I feel like I've been having a hard time all semester long..with everything. School, volleyball, my job, my living situation, keeping in touch with friends, family. Everything is just so much I feel like I'm behind in everything and that other things are being neglected.
To start things off, I feel like I should be living on my own. Now, I say this, but I technically live "on my own" but I have an apartment with a friend. I'm a very neat freak person. When I put something somewhere, I know if it's been moved an inch. I hate dirtiness especially in a kitchen or bathroom. A bedroom is less of a stress for me to see because it's not a common ground territory that everyone has to see. It's yours. I know I have my moments when I don't clean something up, but I feel like my mess is minimal. I hate coming home to puppies running all over the house, shoes everything, potty everywhere, no food or water in their bowls, etc. and that's just with the dogs. I don't know how many times I've done dishes within the past couple months, but my roommates dishes from about a month and a half ago are STILL sitting on the counter dirty. He hasn't taken out the trash in the past 5 times. I just feel so dirty!!! I've nonchalantly brought the situations up but he shrugs it off an blames stuff on me..
Like early tonight. I went home for the weekend because I didn't have to work and my mom was having a bonfire for people she used to work with. These people have known me since my mother was pregnant with me. Of course I'm going to go. Early that day, I went to watch my friend play her volleyball game. My niece stayed the night that night so I decided I'd stay too. My roommate had to work this same day and I understand that. So of course the dogs are in their kennel because if they're not, they'll tear up the apartment. BUT instead of coming home from work and letting them out/feeding them/playing with them..he decided to go out and party. Instead, the dogs were locked in their kennel for almost 24 hours.
I just don't know what to do anymore..I'm so unhappy with my living situation.

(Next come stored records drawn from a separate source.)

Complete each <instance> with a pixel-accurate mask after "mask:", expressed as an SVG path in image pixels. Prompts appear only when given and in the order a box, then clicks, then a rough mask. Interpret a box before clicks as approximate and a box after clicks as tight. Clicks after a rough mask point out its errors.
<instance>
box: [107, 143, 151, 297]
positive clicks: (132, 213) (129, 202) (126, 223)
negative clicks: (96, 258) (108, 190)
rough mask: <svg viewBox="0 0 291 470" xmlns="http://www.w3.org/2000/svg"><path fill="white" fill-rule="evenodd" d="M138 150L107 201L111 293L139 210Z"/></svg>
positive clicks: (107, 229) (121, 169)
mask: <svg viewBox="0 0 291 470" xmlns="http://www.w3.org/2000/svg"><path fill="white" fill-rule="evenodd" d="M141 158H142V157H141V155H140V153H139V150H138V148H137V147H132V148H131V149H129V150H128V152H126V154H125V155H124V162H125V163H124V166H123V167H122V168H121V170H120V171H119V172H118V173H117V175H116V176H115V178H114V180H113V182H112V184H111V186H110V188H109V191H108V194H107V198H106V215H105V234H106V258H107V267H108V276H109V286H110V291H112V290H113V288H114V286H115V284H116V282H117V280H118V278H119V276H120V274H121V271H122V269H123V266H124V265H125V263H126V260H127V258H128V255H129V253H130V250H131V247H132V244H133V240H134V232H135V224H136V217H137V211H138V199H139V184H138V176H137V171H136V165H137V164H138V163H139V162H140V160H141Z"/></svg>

If I move out, I'd have to move and live by myself which I wouldn't mind at all an I get to keep my dog.or I can move back home and have most everything (food and essentials) paid for with no rent, electricity and water to worry about..but I'd have to get rid of my pup :(
I feel like I need anger management..
One of my best friends that I've made at University said she may go home which is 5 hours from here..I can't lose her in the midst of all of this too..I just feel so alone in such a crowded place.